Paul instructs neither of those sides and yet both of those sides: "Instead, use your freedom to serve one another in love. For the whole law can be summed up in this one command: 'Love your neighbour as yourself.' But if you are always biting and devouring one another, watch out! Beware of destroying one another." -- Gal 5:13-15)

The Spirit in me (and the moral of the story in Galatians) was saying that the law and grace could both be met by simply sharing each others' burdens-- being open to accountability and willing to listen to one anothers' hearts. We are human and we are hopelessly flawed, and yet God, knowing exactly what we would struggle with, chose to adopt us as His own and cover us with the righteousness of His Son ("But when the right time came, God sent His Son, born of a woman, subject to the law. God sent Him to buy freedom for us who were slaves to the law so that He could adopt us as His very own children. And because we are His children, God has sent the Spirit of His Son into our hearts, prompting us to call out, 'Abba, Father.' Now you are no longer a slave but God's own child. And since you are His child, God has made you His heir." -- Gal 4:4-7). How much more should we then accept one another, worts and all? But constantly reminding one another of our new status as His children, and reminding one another how then to live... Not as slaves (to the law), but as heirs (rejecting the ways of our old status pre-adoption).

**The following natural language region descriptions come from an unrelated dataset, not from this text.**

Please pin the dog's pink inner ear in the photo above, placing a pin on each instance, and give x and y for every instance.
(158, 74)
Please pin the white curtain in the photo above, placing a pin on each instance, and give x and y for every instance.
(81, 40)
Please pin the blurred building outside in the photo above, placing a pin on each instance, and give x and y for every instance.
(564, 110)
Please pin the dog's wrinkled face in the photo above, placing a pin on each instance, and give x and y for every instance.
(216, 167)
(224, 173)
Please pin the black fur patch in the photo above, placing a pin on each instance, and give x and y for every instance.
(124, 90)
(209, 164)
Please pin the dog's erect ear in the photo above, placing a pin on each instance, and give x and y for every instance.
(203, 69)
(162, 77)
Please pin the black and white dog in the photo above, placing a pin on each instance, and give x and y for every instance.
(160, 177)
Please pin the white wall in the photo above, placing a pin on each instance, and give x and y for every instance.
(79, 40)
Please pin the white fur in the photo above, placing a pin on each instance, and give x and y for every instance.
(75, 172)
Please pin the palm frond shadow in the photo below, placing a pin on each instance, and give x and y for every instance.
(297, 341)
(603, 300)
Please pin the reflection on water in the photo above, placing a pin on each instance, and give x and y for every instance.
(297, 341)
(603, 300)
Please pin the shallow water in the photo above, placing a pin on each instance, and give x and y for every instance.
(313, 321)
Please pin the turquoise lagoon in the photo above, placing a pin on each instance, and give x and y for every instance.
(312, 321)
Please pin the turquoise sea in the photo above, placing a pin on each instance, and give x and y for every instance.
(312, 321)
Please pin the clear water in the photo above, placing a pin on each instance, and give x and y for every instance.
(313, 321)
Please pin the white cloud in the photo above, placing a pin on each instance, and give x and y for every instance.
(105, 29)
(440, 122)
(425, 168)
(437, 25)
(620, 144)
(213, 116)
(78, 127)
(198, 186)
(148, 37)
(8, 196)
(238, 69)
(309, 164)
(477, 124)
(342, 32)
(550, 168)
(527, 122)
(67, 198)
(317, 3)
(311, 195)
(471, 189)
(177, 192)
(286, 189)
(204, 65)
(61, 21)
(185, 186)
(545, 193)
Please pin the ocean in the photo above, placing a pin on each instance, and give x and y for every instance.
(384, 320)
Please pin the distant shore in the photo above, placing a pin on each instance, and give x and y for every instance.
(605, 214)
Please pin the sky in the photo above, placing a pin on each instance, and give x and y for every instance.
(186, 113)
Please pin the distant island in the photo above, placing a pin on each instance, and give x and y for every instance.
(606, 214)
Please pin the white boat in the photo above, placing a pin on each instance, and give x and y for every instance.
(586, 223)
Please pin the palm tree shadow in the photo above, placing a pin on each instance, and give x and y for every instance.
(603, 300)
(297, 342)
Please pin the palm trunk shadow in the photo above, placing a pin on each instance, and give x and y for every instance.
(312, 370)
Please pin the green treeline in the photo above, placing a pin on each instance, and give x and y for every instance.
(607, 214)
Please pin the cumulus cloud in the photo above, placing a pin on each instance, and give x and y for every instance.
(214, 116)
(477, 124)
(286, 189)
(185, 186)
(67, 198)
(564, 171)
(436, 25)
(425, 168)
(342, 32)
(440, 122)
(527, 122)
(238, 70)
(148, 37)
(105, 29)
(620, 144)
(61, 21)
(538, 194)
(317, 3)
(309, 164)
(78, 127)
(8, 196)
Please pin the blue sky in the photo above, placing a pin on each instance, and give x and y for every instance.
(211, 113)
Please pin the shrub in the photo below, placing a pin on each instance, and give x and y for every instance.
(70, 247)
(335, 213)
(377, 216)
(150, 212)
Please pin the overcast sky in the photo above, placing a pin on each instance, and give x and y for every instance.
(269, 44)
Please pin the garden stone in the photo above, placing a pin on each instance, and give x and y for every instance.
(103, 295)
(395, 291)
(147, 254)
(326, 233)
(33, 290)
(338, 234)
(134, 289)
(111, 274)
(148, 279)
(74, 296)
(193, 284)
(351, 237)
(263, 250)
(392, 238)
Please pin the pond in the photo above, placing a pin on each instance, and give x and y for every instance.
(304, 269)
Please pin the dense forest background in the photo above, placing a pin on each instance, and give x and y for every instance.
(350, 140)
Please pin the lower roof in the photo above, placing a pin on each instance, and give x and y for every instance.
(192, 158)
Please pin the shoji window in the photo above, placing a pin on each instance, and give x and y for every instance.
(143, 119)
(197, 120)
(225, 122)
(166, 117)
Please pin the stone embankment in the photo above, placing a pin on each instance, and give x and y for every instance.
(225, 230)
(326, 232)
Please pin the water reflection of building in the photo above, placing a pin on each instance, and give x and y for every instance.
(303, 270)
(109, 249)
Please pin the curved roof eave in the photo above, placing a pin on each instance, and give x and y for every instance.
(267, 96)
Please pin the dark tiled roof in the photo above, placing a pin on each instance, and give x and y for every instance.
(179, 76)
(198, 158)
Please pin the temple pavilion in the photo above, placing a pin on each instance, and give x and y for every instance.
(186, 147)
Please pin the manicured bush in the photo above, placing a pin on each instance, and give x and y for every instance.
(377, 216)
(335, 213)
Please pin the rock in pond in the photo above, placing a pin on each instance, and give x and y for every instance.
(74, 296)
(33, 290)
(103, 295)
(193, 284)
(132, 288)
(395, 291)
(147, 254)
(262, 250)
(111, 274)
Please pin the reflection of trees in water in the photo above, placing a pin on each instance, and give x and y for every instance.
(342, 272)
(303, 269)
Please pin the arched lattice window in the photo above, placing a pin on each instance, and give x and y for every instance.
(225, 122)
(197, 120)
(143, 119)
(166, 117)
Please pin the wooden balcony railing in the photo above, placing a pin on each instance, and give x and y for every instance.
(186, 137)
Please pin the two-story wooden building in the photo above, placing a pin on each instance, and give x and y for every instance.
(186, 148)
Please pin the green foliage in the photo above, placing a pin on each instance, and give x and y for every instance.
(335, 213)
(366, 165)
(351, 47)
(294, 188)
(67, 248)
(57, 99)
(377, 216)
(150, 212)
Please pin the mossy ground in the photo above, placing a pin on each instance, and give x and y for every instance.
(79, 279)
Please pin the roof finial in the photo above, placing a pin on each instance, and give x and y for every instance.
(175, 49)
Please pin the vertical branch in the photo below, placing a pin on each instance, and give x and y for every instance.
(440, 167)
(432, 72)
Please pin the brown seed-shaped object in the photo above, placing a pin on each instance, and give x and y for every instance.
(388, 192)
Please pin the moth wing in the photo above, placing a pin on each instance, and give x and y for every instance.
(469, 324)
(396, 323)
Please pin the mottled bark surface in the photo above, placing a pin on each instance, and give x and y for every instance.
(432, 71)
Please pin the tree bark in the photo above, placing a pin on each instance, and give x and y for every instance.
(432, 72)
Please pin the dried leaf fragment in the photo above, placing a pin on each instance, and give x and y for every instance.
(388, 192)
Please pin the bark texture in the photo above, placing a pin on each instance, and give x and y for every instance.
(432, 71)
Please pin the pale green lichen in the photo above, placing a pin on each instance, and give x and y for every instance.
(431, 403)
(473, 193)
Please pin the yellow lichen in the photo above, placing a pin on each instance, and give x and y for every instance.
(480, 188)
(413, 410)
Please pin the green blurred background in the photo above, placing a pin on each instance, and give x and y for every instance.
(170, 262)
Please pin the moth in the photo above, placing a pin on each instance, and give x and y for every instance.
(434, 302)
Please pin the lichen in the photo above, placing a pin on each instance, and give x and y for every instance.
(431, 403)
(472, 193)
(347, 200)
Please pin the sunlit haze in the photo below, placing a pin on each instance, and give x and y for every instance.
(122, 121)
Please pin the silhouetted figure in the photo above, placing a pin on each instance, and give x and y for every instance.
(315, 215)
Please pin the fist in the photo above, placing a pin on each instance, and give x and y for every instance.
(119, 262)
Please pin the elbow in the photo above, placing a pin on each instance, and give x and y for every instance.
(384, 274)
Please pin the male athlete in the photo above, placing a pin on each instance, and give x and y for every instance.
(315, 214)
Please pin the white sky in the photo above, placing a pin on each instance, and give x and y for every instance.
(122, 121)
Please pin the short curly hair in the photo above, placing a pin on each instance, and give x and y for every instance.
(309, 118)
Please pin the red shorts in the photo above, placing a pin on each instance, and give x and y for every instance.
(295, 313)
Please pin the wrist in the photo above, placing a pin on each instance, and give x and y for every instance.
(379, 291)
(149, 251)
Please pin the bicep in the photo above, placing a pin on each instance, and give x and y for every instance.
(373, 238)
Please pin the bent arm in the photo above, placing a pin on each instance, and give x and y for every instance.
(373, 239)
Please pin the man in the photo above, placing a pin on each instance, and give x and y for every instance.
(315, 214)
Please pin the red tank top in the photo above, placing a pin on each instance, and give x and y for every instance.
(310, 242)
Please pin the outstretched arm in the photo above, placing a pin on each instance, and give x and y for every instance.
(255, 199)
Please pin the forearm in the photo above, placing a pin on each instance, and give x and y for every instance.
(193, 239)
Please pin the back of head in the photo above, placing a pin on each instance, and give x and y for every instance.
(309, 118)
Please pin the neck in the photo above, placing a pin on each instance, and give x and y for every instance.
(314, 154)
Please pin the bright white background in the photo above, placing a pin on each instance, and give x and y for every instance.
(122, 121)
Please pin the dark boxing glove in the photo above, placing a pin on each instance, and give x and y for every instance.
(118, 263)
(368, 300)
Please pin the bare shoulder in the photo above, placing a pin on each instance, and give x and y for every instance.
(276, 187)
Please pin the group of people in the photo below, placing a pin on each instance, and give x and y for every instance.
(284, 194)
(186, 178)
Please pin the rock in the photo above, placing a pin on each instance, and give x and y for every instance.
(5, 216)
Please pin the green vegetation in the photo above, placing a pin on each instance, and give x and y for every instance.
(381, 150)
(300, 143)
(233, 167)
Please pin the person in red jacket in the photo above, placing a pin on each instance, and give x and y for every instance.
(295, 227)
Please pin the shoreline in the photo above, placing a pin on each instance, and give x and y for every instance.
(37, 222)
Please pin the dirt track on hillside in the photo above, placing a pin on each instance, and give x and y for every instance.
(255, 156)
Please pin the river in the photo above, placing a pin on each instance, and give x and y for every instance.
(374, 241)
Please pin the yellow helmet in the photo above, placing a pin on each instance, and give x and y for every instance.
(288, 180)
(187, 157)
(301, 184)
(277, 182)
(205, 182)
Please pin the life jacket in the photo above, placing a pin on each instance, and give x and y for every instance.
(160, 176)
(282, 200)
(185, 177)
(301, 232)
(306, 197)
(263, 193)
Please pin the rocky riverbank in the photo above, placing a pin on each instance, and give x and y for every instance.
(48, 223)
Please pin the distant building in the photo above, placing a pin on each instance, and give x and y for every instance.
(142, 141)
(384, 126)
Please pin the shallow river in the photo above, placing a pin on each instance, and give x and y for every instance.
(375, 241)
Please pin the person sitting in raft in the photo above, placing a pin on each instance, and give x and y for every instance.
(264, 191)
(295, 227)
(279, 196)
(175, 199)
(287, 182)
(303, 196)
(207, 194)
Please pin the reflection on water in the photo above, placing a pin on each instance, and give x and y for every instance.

"But we who live by the Spirit eagerly wait to receive by faith the righteousness God has promised to us. For when we place our faith in Christ Jesus, there is no benefit in being circumcised or uncircumcised. What is important is faith expressing itself in love."
-- Galatians 5:5-6

It struck me anew how we are clothed in righteousness. We are not righteous in ourselves (hence our tendency to abuse our freedom by sliding into acting out sinful desires), nor can we earn it (by religious rituals-- Paul talks about being circumcised or uncircumcised-- or living perfectly sinless lives), but as His adopted children, we are covered in His righteousness-- the pressure's off! We don't have to be a certain way, one way or the other! It is our inheritance. And though we live earthly lives now where it can be so hard to see and therefore so hard to live out, we must trust it's true by faith. And during this blink-of-an-eye existence on earth (which most of the time feels SO LONG), "what is important is faith expressing itself in love" (vv. 6)

So let's love on, love on, love on, and toe the balance of fulfilling the law by living in grace by faith...

Whew. Am I a total dork to get so excited about this old concept again? Grace IS truly amazing, and I desperately needed the hope of this reminder. How about you?